Escreve Hawking sobre este gigante: "é um tributo à visão de Einstein que ainda hoje os físicos continuem a procurar uma grande unificação das teorias físicas. Einstein revolucionou o pensamento científico do século XX e para além dele". E explica: o que Newton fez em relação ao nosso entendimento da gravidade, Einstein fê-lo no que respeita à nossa visão do espaço e do tempo, conseguindo nesse espaço ultrapassar a visão newtoniana de tempo. O que fez na equação que se tornou conhecida em todo o mundo, mesmo para quem não sabe o que significa - E=mc2 (a energia é equivalente à massa multiplicada pelo quadrado da velocidade da luz) foi o ponto de partida para inúmeras descobertas futuras, nomeadamente sobre a cisão nuclear e inevitavelmente a bomba atómica. Isto vindo do cientista que sempre se considerou um pacifista.

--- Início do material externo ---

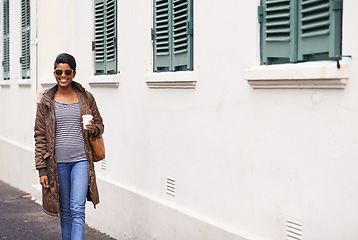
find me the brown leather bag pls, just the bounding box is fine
[88,105,105,162]
[89,134,105,162]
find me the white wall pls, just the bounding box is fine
[1,0,358,239]
[0,0,36,194]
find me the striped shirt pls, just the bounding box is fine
[55,101,87,163]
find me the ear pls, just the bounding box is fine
[73,71,76,78]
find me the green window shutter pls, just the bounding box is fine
[260,0,298,64]
[298,0,342,61]
[172,0,193,71]
[94,0,106,74]
[153,0,193,72]
[94,0,117,75]
[21,0,30,79]
[3,0,9,80]
[154,0,171,72]
[105,0,117,73]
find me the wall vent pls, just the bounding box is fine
[286,219,303,240]
[166,176,175,197]
[100,159,107,171]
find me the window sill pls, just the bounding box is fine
[145,71,197,89]
[245,60,350,89]
[17,79,31,87]
[40,78,56,88]
[88,75,119,88]
[0,80,10,87]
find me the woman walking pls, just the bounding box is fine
[34,53,104,240]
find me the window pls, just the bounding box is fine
[94,0,117,75]
[153,0,193,72]
[258,0,342,65]
[21,0,30,79]
[3,0,9,80]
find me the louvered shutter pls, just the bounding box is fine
[172,0,193,71]
[94,0,106,74]
[21,0,30,79]
[3,0,9,80]
[298,0,342,61]
[154,0,171,72]
[260,0,298,64]
[105,0,117,73]
[94,0,117,75]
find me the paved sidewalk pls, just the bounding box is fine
[0,180,115,240]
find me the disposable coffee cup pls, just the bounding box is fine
[82,114,93,129]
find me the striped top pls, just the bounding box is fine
[55,101,87,163]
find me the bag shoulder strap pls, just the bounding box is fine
[86,91,94,114]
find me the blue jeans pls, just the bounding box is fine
[57,160,88,240]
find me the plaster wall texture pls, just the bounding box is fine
[0,0,357,239]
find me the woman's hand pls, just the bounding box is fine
[40,175,49,188]
[85,120,95,134]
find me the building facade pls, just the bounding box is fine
[0,0,357,239]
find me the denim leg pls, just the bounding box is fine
[57,163,72,240]
[70,160,88,240]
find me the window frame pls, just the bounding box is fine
[20,0,30,79]
[259,0,343,65]
[3,0,10,80]
[152,0,194,72]
[93,0,118,75]
[246,0,348,89]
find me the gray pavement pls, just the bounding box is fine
[0,180,116,240]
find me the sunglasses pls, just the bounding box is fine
[54,69,74,76]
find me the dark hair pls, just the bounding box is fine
[54,53,77,71]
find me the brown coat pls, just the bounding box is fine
[34,81,104,217]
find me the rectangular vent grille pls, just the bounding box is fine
[100,158,107,171]
[286,219,303,240]
[166,176,175,197]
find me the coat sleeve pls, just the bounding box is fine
[87,92,104,137]
[34,101,49,175]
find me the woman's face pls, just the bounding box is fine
[54,63,76,88]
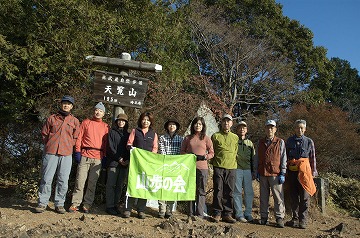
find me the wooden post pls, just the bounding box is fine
[113,53,131,122]
[314,177,326,214]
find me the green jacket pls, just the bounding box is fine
[237,138,255,171]
[211,131,239,169]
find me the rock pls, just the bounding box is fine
[80,214,86,221]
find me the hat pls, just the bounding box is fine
[237,121,247,127]
[95,102,106,113]
[115,113,128,122]
[61,95,74,105]
[222,114,233,121]
[164,118,180,131]
[265,119,276,127]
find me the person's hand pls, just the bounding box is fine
[73,152,82,164]
[196,155,206,161]
[127,145,135,150]
[119,158,127,166]
[278,173,285,184]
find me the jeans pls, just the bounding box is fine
[38,153,72,207]
[71,156,101,207]
[259,175,285,219]
[106,165,128,208]
[234,169,254,219]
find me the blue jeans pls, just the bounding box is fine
[234,169,254,219]
[38,153,72,207]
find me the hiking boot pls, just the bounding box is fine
[236,217,248,223]
[165,213,172,219]
[68,205,79,213]
[222,215,237,224]
[138,212,146,219]
[158,213,165,219]
[82,204,90,214]
[245,215,254,223]
[55,206,66,214]
[276,218,285,228]
[259,217,269,225]
[285,219,299,227]
[123,210,130,218]
[106,207,118,215]
[34,205,46,213]
[211,215,221,223]
[299,220,307,229]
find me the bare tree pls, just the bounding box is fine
[188,2,294,118]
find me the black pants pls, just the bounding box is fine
[188,169,208,217]
[212,167,236,217]
[288,171,310,222]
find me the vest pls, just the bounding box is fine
[134,127,155,151]
[258,136,281,176]
[286,135,312,159]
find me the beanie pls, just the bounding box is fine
[95,102,105,113]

"Durante toda a sua vida, procurou entender os mistérios do cosmo por meio de investigações com o pensamento em vez de confiar nos seus sentidos. ' A verdade de uma teoria está na mente, e não nos olhos".
Estes foram os gigantes da Física contados pela lente de Stephen Hawking. Ele próprio um gigante - mesmo que ainda hoje não saibamos se aos ombros ou se usando um trampolim. Para aquilo que importa, na realidade, não importa.